9.28.03
Burn, fatty, burn
a fit SUIT column by Chris Jungle

In every supermarket in America, the headlines scream out cures. Lose 10 lbs. in 10 days! Melt away fat with butter! I lost 75 lbs. by driving faster! Health "experts" have done extensive research and concluded America is overweight. Obesity rates are skyrocketing. The children learn lousy eating habits, and folks are getting fatty, fatty, fat, fat.

Lots of people, but mostly women, always seem to be on some kind of diet. The Atkins diet (no potatoes, no pasta), the vegetarian diet, the jellybean diet, nothing but chicken, nothing but peanut butter. The truth is that extreme diets work for a little while for the simple reason that they're a shock to the system.

The problem with diets is in the concept. It implies that they will eventually end, and a person can go back to the hot fudge sundaes once the weight is lost. The best diets are the ones people make themselves and keep throughout their life. Know what you eat. Know the consequences. If you really want a piece of cheesecake, then eat it. Don't feel guilty. Don't feel shameful. Accept it and do something with it.

That brings us to what to do about it. We eat food to give us energy. It's the fuel that allows our body to keep pumping blood. It keeps our mind thinking and our lungs breathing. Like typical Americans, we are consumers, and many of us consume more than we should. We get the pudge, love handles, and arm flab. Even with the minuscule calorie diets, it takes something else to burn off old established fat. It takes (oh no!)... it takes (he's going to say it!)... It Takes Exercise!

The best way to shed pounds is to move around. Use up that excess energy you stored away eating too much. I'm not talking about the pleasant stroll around the block either. I'm talking about shaking the body up enough to use up not only what you ate that day, but all those fudge brownies Christmas past as well. Bike, hike, run, swim. Move!

Don't believe in gyms and wellness centers. They are nice for body builders and looking at yourself far too much. Treadmills and Stairmasters are shams. They are machines that do more than half the work for you. Don't believe in home fitness equipment, Bowflexes, spinning gadgets and bizarre contraptions. They get old very quickly and become strange dusty modern art within months. Get out of the house and move. It doesn't have to be complicated. Walk round-trip to that store that's two miles away. Four miles of walking will burn off many calories. Stop using the car so much for simple trips. Jog to the park and back. Run a few sprints. Near the water? Jump in, move around. Near the mountain? Hike up and down. Stuck in the flat plains? Bike until tomorrow.

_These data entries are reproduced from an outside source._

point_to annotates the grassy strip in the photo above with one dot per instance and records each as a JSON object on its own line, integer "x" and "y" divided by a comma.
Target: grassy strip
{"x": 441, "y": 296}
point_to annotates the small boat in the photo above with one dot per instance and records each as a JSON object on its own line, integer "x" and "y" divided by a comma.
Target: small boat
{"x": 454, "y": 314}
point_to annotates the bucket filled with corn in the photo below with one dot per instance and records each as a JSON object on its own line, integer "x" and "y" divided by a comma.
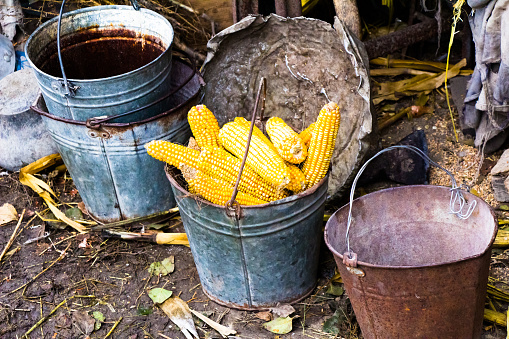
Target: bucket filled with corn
{"x": 263, "y": 249}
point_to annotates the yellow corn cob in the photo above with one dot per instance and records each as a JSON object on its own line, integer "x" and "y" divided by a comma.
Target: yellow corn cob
{"x": 219, "y": 164}
{"x": 322, "y": 144}
{"x": 193, "y": 144}
{"x": 306, "y": 134}
{"x": 173, "y": 154}
{"x": 297, "y": 179}
{"x": 204, "y": 126}
{"x": 261, "y": 158}
{"x": 218, "y": 191}
{"x": 288, "y": 143}
{"x": 256, "y": 131}
{"x": 189, "y": 172}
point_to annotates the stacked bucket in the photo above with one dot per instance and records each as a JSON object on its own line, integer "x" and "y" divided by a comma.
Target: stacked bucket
{"x": 124, "y": 89}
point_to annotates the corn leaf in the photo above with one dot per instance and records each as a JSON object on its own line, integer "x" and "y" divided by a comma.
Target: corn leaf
{"x": 418, "y": 84}
{"x": 495, "y": 317}
{"x": 279, "y": 325}
{"x": 27, "y": 178}
{"x": 172, "y": 239}
{"x": 223, "y": 330}
{"x": 159, "y": 295}
{"x": 429, "y": 66}
{"x": 497, "y": 293}
{"x": 7, "y": 214}
{"x": 397, "y": 71}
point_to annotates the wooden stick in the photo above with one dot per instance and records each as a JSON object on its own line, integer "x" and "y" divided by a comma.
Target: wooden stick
{"x": 43, "y": 319}
{"x": 44, "y": 270}
{"x": 113, "y": 328}
{"x": 13, "y": 236}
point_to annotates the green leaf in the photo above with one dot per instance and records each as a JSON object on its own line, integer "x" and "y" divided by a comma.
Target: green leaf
{"x": 144, "y": 311}
{"x": 164, "y": 267}
{"x": 335, "y": 289}
{"x": 279, "y": 325}
{"x": 156, "y": 226}
{"x": 99, "y": 319}
{"x": 74, "y": 213}
{"x": 159, "y": 295}
{"x": 331, "y": 325}
{"x": 98, "y": 316}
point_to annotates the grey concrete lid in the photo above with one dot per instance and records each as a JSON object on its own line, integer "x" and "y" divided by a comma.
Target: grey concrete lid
{"x": 18, "y": 91}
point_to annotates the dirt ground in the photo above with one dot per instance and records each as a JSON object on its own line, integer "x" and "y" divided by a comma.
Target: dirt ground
{"x": 111, "y": 275}
{"x": 78, "y": 274}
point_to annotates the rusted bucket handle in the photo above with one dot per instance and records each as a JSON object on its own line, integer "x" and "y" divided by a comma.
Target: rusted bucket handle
{"x": 70, "y": 90}
{"x": 457, "y": 203}
{"x": 229, "y": 205}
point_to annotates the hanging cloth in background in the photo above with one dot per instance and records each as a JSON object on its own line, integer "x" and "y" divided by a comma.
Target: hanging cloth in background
{"x": 486, "y": 110}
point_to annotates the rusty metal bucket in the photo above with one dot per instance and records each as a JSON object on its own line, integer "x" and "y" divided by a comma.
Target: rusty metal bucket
{"x": 419, "y": 270}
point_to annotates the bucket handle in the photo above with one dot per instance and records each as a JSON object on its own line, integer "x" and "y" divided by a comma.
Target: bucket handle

It will hurt. It will be painful. It will wear you out. Old fat does not give up without a slow, lethargic fight. Strangely enough, the results do not take long either. The body will tighten up. Your lungs get a greater capacity. Your posture begins to straighten. The world doesn't seem as tough and heavy. If you exercise enough, you will discover that you should eat more than those freaky diets allow.

So the answer to losing weight is just eating less and exercising? Nope. The answer to losing weight is really time and dedication. You have to set aside the time to do this, and that's seems to be the hardest part. In this zippy, zippy world, we drive from spot to spot frantically trying to fit it all in. Don't cram in being healthy. It won't work that way. Losing weight can be simple, but simplifying your life helps out as well. That's a whole other column, though.

How about wrapping it up with a personal testimonial. Around July 4th, I weighed myself at my Grandmother's house. I was 198. One other time in my past, I almost reached 200 pounds. I didn't feel fat, but people commented on how much bigger I had gotten. I came back and talked to a friend about running a little bit. We used to go to a gym a few years before until it closed down, and he agreed with the idea. Exercise is always better with a friend. Now, once or twice a week, I walk over a half mile to his house, jog about a mile to a nearby park, run six 70-yard sprints, and walk back to my house. It takes a half hour of my day. Two months after we began, I am now 185 lbs., I breathe better, and I relish the simple satisfaction of shaking up my body.

Life is as simple or complicated as we make it, but the solutions to our problems are usually not that complex. Let's shape up, folks. There's better bodies in all of us.


Chris Jungle still eats cheesecake when offered.